# Mod Loader programmieren



## JavaGamer (15. Jun 2014)

Hallo.

Ich habe mir mal ein kleines 2D-Game programmiert und möchte jetzt dafür eine Modding-API wie bei Minecraft es Forge ist programmieren. Jedoch habe ich keine Ahnung wie ich anfangen soll, also wie ich mein Spiel dazu bringe dass es mein ModLoader lädt ohne dass ich dafür mein Spiel abändern muss. Also halt so wie bei FML und Forge, dass alles geladen wird aber halt Mojang dafür nichts an deren Code ändern müssen damit das geladen werden kann.
Und ja, ich habe bereits in den Source-Code von FML und Forge hineingeschaut, aber dieser macht mich nur noch ratloser.

Ich hoffe ihr könnt mir dabei helfen.
JavaGamer


----------



## Gucky (15. Jun 2014)

Was ist jetzt deine Frage? Wie du deine schon fertigen Mods in dein Spiel bekommst oder wie du es hinbekommst, dass dein Spiel "Modable" wird?


----------



## JavaGamer (15. Jun 2014)

Gucky hat gesagt.:


> Was ist jetzt deine Frage? Wie du deine schon fertigen Mods in dein Spiel bekommst oder wie du es hinbekommst, dass dein Spiel "Modable" wird?
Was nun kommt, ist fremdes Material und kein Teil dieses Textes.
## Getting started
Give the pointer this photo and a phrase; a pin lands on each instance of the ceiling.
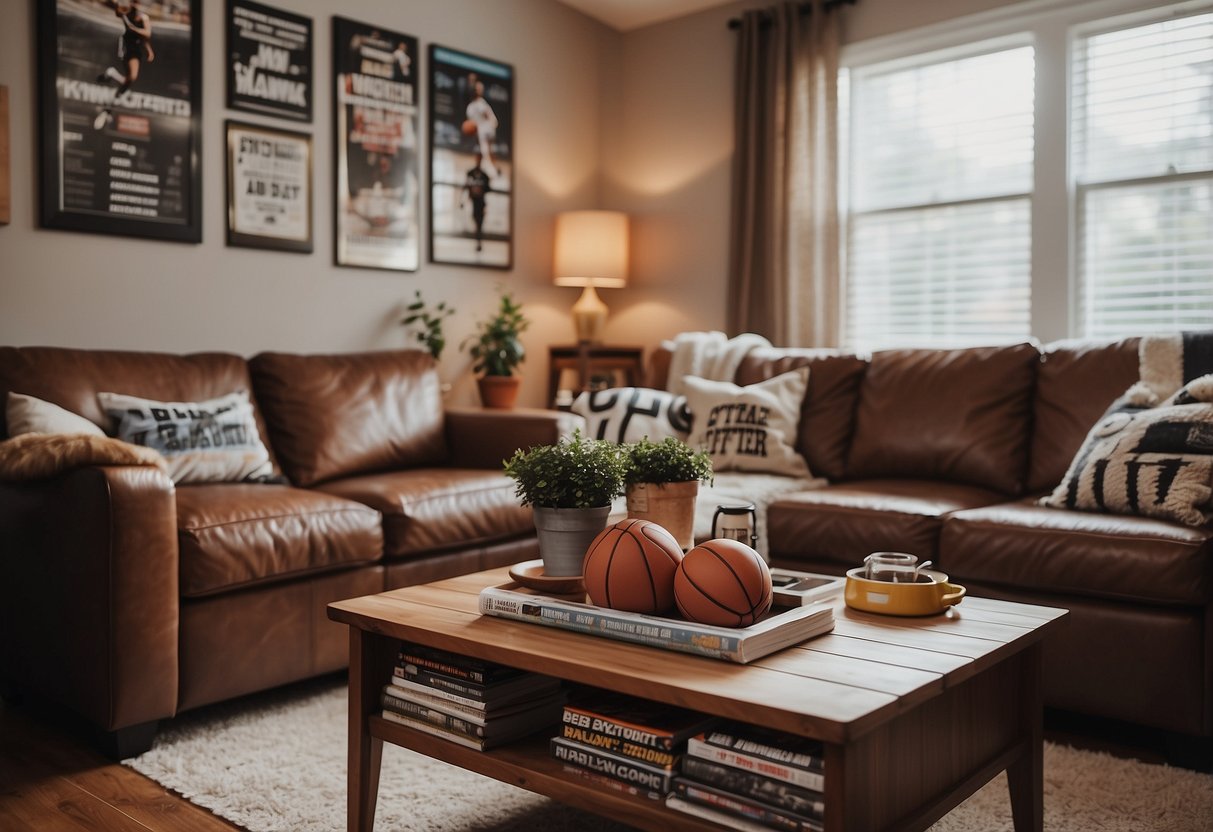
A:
(625, 15)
Wie ich es hinbekomme das mein Spiel "Modable" bekomme, der Rest dürfte nicht so schwer werden, bzw. habe ich schon einige Ideen.

Also eigentlich, die Frage:

Wie kann ich das Spiel dazu bringen eine Modding-API zu laden (also sowas wie FML (ForgeModLoader, der halt Forge und alles andere lädt und ins Game einbindet, damit man dann Mods erstellen und verwenden kann))


----------



## Ruzmanz (15. Jun 2014)

Google mal nach "Java Plugin System", da findest du einige Beispiele. Du musst im Vorfeld ein Interface definieren. Die Plugins / Mods müssen das Interface implementieren. Anschließend lädst du dann die einzelnen Class/Jar-Dateien.


----------



## Gucky (15. Jun 2014)

Die Zusammenfassung ist:
Definiere eine/mehrer Schnittstelle/n, mit allen Werten und Variablen, die dein Plugin (ein Mod ist nichts Anderes) bekommen soll. Dann halte ich es für das Einfachste, wenn du einen Ordner Mods machst und dort alle Mods als .jar o.Ä. speicherst. Dein Programm guckt nach, ob dort passende Mods drin liegen und arbeitet mit ihnen.


----------



## JavaGamer (16. Jun 2014)

Ruzmanz hat gesagt.:


> Google mal nach "Java Plugin System", da findest du einige Beispiele. Du musst im Vorfeld ein Interface definieren. Die Plugins / Mods müssen das Interface implementieren. Anschließend lädst du dann die einzelnen Class/Jar-Dateien.





Gucky hat gesagt.:


> Die Zusammenfassung ist:
> Definiere eine/mehrer Schnittstelle/n, mit allen Werten und Variablen, die dein Plugin (ein Mod ist nichts Anderes) bekommen soll. Dann halte ich es für das Einfachste, wenn du einen Ordner Mods machst und dort alle Mods als .jar o.Ä. speicherst. Dein Programm guckt nach, ob dort passende Mods drin liegen und arbeitet mit ihnen.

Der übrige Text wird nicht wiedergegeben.